Gustavsberg: Iconic ceramics, shaped by history
By Liz Longden | Photos: Gustavsbergs Porslinsfabrik
Marie Bohjort, managing director of Gustavsberg porcelain factory, never dreads Monday morning. “There may be
a lot of people who think it’s a pain going to work, but I have to say that I love every day,” she says. “It’s a job where you’re running not just a factory, but a piece of cultural heritage.”
The Gustavsberg factory was founded in 1825 and has been in continuous production ever since. Over the years, it has worked with some of Sweden’s foremost artists, including Stig Lindberg, Ingegerd Råman and Margareta Hennix, and several of its collections are award-winning.
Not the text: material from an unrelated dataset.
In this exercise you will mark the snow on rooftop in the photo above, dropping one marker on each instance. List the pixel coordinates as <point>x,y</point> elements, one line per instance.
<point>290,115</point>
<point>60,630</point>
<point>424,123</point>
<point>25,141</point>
A museum, featuring historic highlights from the factory’s production, stands as a testament to its extraordinary legacy, while the factory attracts visitors throughout the year.
Bohjort, who is the fourth generation of her family to work in the factory, saysan awareness of this history strongly influences the company’s ethos today. “A lot of manufacturers have moved their production overseas, but we have chosen to continue making everything here in Gustavsberg, and by hand,” she says, adding that every plate is handled 50 or 60 times during the manufacturing process. “The only difference from 1825 is that production is on a slightly smaller scale. And we are very proud to have kept that history and tradition alive.”
Bohjort believes that the fact that the ceramics are handcrafted is one reason behind their popularity, with attention
to detail and quality control inherent in the production process. She also points to an increased interest in classic and retro designs – pieces by Stig Lindberg remain among the best-sellers, not least in Japan, where the designer has something approaching a cult following.
Nevertheless, for all its illustrious past, the factory is constantly looking to the future and to new collaborations, and,
among the contemporary designers currently working with Gustavsberg are Bernadotte & Kylberg, of which one half is the Swedish Prince Carl Philip. “It’s about keeping a balance, preserving that cultural heritage whilst also keeping an eye on what people want,” Bohjort says. “It’s not always easy, but it comes with the territory of running such a historic company.”